Chequebook Archival

November 15, 2007

Realised this just yesterday. I’ve been saving my old chequebooks just for the record of cheques. This has been adding to the clutter in my cupboard for no good reason. I can happily copy all the chequebook entries to Excel. This will let me write even more detailed narrations, slice and dice my chequebook data, and of course throw the paper chequebooks away and cut down clutter.

About 60 entries over the past year and a half to transfer to Excel. This will be done with great urgency once I’m done with Sunday’s quiz.


Improvements at the Margin

November 10, 2007

Remember how I had been looking for bins to store my unironed laundry in? I found them!

Laundry Bins!

Much joy. A mess of scattered clothes which was engulfing one side of my hall has now been transferred to the laundry bins. As you can see on close examination, there are separate bins for undergarmaments, socks, and everything else.

This still isn’t perfect. For starters, the ‘everything else’ pile is still too big. This makes searching for specific items of everything else difficult. However, there is an easy solution to this: more bins! Two more bins will allow further segregation into shirts, trousers, and t-shirts. Less mess for just a hundred and sixty rupees.

However, the unorganised laundry was only one mess. There is also this ferocious one still to be dealt with:

Newspapers and Chaos

What you see above is the final frontier: quasi-mattresses (I refuse to call anything without springs a real mattress), newspapers, polythene bags stuffed with assorted papers, flatmate’s suitcase, and flatmate’s travel bag. However, this can also be dealt with – starting with more bins!

Another bin for newspapers will reduce the mess even further, and make it easier for the maid to carry the newspapers out for raddi. The most obvious contributor to clutter will be taken care of. That still leaves me with the following issues to deal with:

  1. Quasi-mattresses. Solution: donate them to maid, who wants them anyway. In case Beta Manav (or anybody else for that matter) visits, bring in a sleeping bag, which takes up less space than these things when it isn’t in use.
  2. Polythene bags filled with documents. Solution: buy display and clip files. File the documents which are needed. Throw away the ones which aren’t.
  3. Flatmate’s travel bag. Solution: throw it away. He doesn’t seem to notice it anyway.
  4. Flatmate’s suitcase. Solution: substitute flatmate’s medicines with arsenic (this was the plot of at least two Agatha Christies), stuff body in the suitcase, and dispose of suitcase and corpse by throwing it into the Indiranagar sewer. This prevents further messes from accumulating as well.

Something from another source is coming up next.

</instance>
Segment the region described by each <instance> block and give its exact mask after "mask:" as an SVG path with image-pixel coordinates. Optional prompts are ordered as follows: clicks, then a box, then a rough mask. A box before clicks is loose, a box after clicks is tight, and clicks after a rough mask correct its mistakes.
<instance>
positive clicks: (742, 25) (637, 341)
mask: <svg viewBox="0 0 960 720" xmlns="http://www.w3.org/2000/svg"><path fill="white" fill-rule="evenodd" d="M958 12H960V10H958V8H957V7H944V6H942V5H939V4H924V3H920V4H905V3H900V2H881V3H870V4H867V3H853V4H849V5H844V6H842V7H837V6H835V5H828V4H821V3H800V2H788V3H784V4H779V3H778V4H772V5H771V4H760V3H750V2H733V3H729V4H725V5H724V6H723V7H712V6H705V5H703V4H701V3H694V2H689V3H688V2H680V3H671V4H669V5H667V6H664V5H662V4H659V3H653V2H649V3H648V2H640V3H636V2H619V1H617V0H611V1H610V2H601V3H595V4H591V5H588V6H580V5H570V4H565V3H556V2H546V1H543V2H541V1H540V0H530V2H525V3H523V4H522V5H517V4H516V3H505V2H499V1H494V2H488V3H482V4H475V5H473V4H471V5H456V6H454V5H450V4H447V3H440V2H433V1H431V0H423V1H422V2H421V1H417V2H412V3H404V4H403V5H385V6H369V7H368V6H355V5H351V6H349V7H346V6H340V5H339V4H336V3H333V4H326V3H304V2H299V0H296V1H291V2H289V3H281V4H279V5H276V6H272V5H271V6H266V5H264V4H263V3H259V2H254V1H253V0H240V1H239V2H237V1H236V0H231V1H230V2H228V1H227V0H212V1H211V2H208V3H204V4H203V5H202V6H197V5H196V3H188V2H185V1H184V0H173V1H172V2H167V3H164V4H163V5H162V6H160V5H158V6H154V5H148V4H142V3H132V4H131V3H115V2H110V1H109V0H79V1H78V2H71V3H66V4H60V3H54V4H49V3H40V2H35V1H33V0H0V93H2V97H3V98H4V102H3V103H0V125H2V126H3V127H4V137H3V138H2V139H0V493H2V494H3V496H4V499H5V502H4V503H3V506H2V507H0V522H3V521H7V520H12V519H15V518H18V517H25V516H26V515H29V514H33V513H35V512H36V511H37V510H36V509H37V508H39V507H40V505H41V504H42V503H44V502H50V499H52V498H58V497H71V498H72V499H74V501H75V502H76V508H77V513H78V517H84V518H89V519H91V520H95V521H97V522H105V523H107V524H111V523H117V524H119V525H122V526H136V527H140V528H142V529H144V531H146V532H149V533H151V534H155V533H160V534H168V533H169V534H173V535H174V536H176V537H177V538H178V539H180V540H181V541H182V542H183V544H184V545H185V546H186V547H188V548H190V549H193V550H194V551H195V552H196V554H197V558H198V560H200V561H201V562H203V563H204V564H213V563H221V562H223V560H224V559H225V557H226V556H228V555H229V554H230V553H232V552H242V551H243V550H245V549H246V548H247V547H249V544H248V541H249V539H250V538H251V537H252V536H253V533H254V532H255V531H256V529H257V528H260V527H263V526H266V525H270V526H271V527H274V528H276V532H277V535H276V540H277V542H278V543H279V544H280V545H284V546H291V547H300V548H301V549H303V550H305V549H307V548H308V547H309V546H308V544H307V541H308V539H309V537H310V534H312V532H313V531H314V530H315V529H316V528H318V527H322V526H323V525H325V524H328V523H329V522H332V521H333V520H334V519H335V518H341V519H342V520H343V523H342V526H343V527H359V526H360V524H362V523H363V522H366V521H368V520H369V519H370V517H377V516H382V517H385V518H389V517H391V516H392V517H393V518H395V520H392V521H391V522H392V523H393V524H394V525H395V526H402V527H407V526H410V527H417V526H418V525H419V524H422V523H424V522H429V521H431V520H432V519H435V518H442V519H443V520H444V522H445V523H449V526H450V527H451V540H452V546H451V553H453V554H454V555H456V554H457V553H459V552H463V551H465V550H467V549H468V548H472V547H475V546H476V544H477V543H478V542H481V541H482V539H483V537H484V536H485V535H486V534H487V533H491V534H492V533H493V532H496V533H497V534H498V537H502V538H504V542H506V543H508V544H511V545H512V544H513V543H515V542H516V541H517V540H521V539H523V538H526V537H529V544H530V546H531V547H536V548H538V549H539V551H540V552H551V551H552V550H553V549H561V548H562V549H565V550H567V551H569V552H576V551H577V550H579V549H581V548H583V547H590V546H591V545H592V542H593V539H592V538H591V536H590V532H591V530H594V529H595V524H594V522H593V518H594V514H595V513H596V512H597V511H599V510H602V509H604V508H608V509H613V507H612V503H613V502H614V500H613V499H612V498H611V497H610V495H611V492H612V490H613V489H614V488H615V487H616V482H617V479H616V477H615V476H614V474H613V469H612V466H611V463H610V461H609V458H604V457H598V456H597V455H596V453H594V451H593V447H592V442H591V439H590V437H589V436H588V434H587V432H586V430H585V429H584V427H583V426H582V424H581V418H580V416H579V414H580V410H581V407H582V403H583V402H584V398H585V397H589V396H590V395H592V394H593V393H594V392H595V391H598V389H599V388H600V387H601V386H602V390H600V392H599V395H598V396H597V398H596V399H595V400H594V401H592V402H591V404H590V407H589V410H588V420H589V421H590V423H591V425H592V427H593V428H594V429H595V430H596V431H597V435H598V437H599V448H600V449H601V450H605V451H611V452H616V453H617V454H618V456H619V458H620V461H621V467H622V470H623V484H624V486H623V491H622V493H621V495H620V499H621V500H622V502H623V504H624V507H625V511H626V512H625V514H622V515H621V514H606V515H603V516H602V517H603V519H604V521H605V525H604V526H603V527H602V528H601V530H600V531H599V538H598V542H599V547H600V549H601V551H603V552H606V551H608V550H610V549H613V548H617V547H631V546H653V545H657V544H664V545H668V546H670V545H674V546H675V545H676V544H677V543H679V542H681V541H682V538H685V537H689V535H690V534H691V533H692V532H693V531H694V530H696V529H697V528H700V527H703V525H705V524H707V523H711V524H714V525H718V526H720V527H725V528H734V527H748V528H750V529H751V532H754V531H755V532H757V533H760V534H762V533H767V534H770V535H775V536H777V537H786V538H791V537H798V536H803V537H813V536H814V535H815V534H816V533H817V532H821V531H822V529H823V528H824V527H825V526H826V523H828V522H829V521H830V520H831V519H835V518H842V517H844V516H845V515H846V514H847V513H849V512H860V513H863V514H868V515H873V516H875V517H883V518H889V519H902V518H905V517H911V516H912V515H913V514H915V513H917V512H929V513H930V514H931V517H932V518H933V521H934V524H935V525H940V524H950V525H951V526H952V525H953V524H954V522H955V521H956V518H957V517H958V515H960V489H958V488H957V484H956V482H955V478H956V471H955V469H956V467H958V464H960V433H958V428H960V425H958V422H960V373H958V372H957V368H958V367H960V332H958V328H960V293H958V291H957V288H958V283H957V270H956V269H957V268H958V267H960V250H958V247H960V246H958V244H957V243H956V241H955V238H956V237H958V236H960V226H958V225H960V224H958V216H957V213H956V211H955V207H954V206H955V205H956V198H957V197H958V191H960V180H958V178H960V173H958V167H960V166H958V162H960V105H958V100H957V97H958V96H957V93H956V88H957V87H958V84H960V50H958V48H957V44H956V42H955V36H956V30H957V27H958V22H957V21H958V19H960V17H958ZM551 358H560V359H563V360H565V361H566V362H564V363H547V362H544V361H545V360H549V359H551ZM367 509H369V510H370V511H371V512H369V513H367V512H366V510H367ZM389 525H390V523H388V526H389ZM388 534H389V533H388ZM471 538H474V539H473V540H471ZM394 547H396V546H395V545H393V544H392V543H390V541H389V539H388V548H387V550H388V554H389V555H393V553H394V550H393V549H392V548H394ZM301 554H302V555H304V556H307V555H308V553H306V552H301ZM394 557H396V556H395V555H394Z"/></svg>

It is through small, continuous improvements, that we better our quality of life.


Laundry Management

September 11, 2007

Beloved readers (especially the Bangalore ones), please help. Does anybody know where I can buy the following things in Bangalore? Home Stop and Lifestyle don’t have them, and neither does the Dubai shop on CMH Road.

  1. A clotheshorse. As I mentioned earlier, drying clothes on the balcony puts them at risk of getting wet again in the rain, or being crapped on by pigeons.
  2. PVC bins. What I’m looking for is three or four bins with a small footprint, not too shallow and not too deep. The idea here is that when the clothes are dry, me or my maid can separate them into shirts, trousers, and miscellaneous, and store each category of clothes in its own bin through the week until I iron them on Sunday. Right now, everything is dumped into one undifferentiated pile on spread out newspapers, and it’s really quite distressing to look at. If the bins come in different colours, even better.